How important is correctness?
This is a raging debate in our industry today. I think the answer depends strongly on the kind of problem a developer is trying to solve: is the problem contracting or expanding? A contracting problem is well-defined, or has the potential to be well-defined with enough rigorous thought. An expanding problem cannot; as soon as you’ve defined “correct,” you’re wrong, because the context has changed.
A contracting problem: the more you think about it, the clearer it becomes. This includes anything you can define with math, or a stable specification: image conversion, what do you call it when you make files smaller for storage. There are others: ones we’ve solved so many times or used so many ways that they stabilize: web servers, grep.

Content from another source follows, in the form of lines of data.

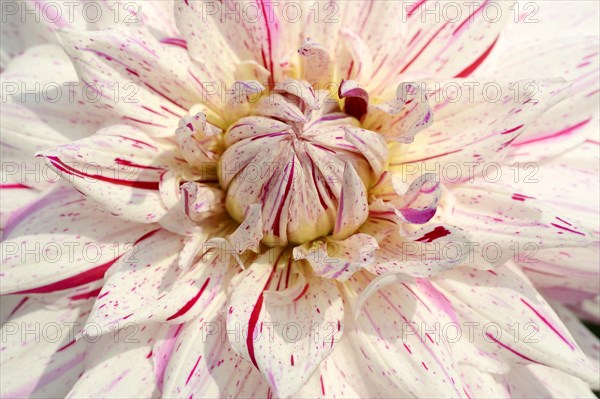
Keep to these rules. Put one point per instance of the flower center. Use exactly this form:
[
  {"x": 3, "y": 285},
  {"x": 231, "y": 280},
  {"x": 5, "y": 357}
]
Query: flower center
[{"x": 298, "y": 157}]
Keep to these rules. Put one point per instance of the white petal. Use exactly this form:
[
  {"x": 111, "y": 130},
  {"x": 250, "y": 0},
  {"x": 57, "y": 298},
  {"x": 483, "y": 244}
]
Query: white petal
[
  {"x": 353, "y": 208},
  {"x": 509, "y": 304},
  {"x": 62, "y": 243},
  {"x": 285, "y": 363}
]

The problem space is inherently specified, or it has become well-defined over time.
Correctness is possible here, because there is such a thing as “correct.” Programs are useful to many people, so correctness is worth effort. Use of such a program or library is freeing, it scales up the capacity of the industry as a whole, as this becomes something we don’t have to think about.

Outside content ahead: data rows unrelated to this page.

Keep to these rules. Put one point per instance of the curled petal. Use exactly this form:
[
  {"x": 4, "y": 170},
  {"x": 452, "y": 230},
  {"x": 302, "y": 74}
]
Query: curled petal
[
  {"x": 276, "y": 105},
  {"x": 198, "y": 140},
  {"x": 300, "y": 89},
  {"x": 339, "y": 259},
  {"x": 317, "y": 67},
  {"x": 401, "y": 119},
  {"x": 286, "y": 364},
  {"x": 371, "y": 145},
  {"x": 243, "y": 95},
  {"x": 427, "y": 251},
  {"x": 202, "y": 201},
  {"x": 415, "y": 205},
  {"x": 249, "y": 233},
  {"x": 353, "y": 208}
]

An expanding problem: the more you think about it, the more ways it can go. This includes pretty much all business software; we want our businesses to grow, so we want our software to do more and different things with time. It includes almost all software that interacts directly with humans. People change, culture changes, expectations get higher. I want my software to drive change in people, so it will need to change with us.

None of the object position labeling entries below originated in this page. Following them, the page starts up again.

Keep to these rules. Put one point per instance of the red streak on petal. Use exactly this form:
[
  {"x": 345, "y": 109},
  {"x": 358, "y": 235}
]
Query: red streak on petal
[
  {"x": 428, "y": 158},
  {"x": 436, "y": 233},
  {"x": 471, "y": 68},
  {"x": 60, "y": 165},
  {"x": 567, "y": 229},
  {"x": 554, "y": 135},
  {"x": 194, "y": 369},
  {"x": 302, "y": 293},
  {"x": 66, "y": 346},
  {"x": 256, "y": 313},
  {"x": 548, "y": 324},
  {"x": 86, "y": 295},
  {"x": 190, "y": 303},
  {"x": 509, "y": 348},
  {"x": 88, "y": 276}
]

There is no complete specification here. No amount of thought and care can get this software perfect. It needs to be good enough, it needs to be safe enough, and it needs to be amenable to change. It needs to give us the chance to learn what the next definition of “good” might be.
Safety
I propose we change our aim for correctness to an aim for safety. Safety means, nothing terrible happens (for your business’s definition of terrible). Correctness is an extreme form of safety. Performance is a component of safety. Security is part of safety.
Tests don’t provide correctness, yet they do provide safety. They tell us that certain things aren’t broken yet. Process boundaries provide safety. Error handling, monitoring, everything we do to compensate for the inherent uncertainty of running software in production, all of these help enforce safety constraints.
In an expanding software system, business matters (like profit) determine what is “good enough” in an expanding system. Risk tolerance goes into what is “safe enough.” Optimizing for the future means optimizing our ability to change.
In a contracting solution, we can progress through degrees of safety toward correctness, optimal performance. Break out the formal specification, write great documentation.
Any piece of our expanding system that we can break out into a contracting problem space, win. We can solve it with rigor, even make it eligible for reuse.
For the rest of it – embrace uncertainty, keep the important parts working, and make the code readable so we can change it. In an expanding system, where tests are limited and limiting, documentation becomes more wrong every day, the code is the specification. Aim for change.